The time taken for the previous distance is (x+20) 15, and the time for the next distance is x 10, resulting in a total time of (x+20) 15+x 10

And because of the average speed of the whole process.

The solution is x=40, so the whole journey is 100km

Let the travel time of 15 kilometers per hour be x, and the whole journey is y meters.

y=15x+15x-20, y/

Let the train be x meters long and the train speed y

320+x=18y, 10y=x

I don't know if it's 1991....I'm not so sure. According to the question, you can set the single digit as x and the ten digit as y.

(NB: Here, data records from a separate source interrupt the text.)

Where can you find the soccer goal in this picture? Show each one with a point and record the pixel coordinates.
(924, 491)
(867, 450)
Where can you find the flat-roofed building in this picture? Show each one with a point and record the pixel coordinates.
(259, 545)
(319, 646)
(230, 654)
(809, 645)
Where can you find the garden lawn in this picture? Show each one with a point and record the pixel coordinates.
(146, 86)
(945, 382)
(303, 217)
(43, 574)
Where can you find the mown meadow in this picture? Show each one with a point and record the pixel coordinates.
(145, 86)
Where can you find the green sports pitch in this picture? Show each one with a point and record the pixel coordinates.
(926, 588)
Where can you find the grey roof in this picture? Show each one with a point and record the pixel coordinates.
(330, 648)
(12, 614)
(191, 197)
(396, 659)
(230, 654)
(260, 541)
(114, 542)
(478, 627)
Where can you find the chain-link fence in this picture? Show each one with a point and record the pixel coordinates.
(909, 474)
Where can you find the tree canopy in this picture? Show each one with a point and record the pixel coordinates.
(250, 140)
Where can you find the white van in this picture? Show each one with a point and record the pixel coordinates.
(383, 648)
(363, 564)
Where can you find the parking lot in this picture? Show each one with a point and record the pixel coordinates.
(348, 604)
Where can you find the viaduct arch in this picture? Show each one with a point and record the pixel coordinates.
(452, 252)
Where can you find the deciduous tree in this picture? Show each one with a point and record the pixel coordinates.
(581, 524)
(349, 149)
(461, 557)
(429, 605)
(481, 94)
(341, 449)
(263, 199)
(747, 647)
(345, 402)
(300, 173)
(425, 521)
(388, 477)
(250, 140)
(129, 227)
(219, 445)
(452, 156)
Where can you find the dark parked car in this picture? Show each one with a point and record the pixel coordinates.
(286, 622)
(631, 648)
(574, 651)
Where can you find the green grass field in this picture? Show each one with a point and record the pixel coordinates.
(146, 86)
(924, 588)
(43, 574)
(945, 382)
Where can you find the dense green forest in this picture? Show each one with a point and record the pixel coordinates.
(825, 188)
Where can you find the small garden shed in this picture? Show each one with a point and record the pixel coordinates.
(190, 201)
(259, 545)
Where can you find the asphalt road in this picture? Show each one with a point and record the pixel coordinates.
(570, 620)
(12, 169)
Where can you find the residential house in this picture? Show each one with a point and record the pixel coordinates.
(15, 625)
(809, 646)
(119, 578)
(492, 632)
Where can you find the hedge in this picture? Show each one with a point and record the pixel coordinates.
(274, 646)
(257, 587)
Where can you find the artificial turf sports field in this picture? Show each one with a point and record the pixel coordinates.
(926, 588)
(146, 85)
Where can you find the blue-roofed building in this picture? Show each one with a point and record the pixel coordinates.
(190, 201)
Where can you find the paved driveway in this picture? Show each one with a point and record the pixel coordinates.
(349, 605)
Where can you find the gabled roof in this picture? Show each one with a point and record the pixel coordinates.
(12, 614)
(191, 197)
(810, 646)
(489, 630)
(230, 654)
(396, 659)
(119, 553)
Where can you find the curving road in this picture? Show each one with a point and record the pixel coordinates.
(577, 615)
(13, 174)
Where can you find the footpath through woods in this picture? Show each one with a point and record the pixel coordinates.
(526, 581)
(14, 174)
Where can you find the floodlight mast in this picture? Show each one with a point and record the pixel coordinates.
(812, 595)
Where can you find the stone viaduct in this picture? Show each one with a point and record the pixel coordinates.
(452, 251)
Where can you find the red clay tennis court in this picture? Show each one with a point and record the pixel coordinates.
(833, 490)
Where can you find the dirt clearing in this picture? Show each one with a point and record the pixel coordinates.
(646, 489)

There is a first condition that can list 2x+2 9(10-x) 2, which can be solved that x is less than 6 5According to the second condition, the number in the single digit is the same as the number in the thousand, and the number in the tenth digit is the same as the number in the hundred. That is to say, the number in the single digit and the number in the thousand digit can be set to x, and the number in the ten digit and the number in the hundred digit can be set to y.

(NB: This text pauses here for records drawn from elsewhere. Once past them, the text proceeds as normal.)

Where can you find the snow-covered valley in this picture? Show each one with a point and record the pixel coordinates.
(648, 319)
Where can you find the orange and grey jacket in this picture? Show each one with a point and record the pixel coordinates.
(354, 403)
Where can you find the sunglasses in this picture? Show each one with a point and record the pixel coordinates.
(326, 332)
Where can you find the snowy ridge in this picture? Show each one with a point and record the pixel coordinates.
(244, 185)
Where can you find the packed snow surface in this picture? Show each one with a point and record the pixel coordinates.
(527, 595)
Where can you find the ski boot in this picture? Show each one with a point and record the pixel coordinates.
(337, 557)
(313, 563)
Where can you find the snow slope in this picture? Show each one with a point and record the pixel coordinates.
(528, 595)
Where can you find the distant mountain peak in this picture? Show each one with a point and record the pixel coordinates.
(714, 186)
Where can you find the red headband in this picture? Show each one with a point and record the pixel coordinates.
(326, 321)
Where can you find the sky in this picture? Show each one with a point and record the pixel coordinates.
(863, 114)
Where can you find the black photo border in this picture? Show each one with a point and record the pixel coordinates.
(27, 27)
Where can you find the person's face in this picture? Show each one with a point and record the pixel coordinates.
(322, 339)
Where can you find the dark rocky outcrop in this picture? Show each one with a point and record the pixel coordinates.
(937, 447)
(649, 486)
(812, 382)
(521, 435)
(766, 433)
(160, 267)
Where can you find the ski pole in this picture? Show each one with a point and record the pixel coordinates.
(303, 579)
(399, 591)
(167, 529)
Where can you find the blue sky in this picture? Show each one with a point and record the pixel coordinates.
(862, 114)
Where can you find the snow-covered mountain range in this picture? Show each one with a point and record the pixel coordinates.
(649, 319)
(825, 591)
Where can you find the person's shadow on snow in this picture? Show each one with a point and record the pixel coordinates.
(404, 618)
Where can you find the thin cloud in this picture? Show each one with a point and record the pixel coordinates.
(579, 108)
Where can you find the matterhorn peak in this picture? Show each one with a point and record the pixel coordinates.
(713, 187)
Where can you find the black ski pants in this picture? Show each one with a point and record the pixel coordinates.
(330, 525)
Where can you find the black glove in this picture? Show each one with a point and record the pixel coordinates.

Because it is a four-digit number, and according to the fact that x is less than 6 5, it can be seen that x cannot be zero and can only be equal to 1Then according to condition three, x+y=

The second question of this question says that the number in the single digit is the same as the number in the thousand, and the number in the tenth digit is the same as the number in the hundred.

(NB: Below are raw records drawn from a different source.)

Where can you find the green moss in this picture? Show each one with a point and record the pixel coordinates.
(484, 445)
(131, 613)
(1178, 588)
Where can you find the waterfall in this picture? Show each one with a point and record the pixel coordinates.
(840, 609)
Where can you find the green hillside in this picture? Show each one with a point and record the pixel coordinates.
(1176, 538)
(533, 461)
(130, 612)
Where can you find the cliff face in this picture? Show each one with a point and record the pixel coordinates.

The sum of the single digit and the ten digit is 10

So it can only be 9 and 1, thinking that 8 and 2 do not meet the condition of 1, so this four-digit number is 9191

The answer on the second floor is very good, that is, the answer is wrong, and the answer should be 1991

The digits in the single digit and the digits in the thousands, and the digits in the tens digits and the digits in the hundreds digits are swapped at the same time, and the new four-digit numbers are the same as the original four-digits.

According to the calculation, that formula is set to m. Multiply 2 by that equation, then 2m = 2 + 2 2 + 2 3 + ......2^2015

Then subtract m from the equation 2m, subtract the left from the left, and subtract the right from the right. m=2 2015-1

Let m=1 2....Ten 2 2014 (1) times 2: 2m = 2 ten 2 2 ten ....2 2014 Oct. 2 2015 (2). 2) A (1): m = 2 2015 a 1

Solution: 1 Let A repair x meters every day and B repair y meters every day, then list the following equation according to the meaning of the question:

8x+6y=390

7 (x + y) + 5 = 390 solution to x=30 y = 252If car B has traveled x hours and meets car A, then the equation can be solved

72 + 48) x + 72 * 1 4 = 340 to solve x to get 161 60 hours, and the formation minute is 161 minutes.

A drove a total of 161 + 25 = 186 minutes.

1: Set A to repair x meters every day, and B to repair Y meters every day, according to the title:

8x+6y=390

7（x+y）+5=390

Simultaneous solution of the equation is sufficient.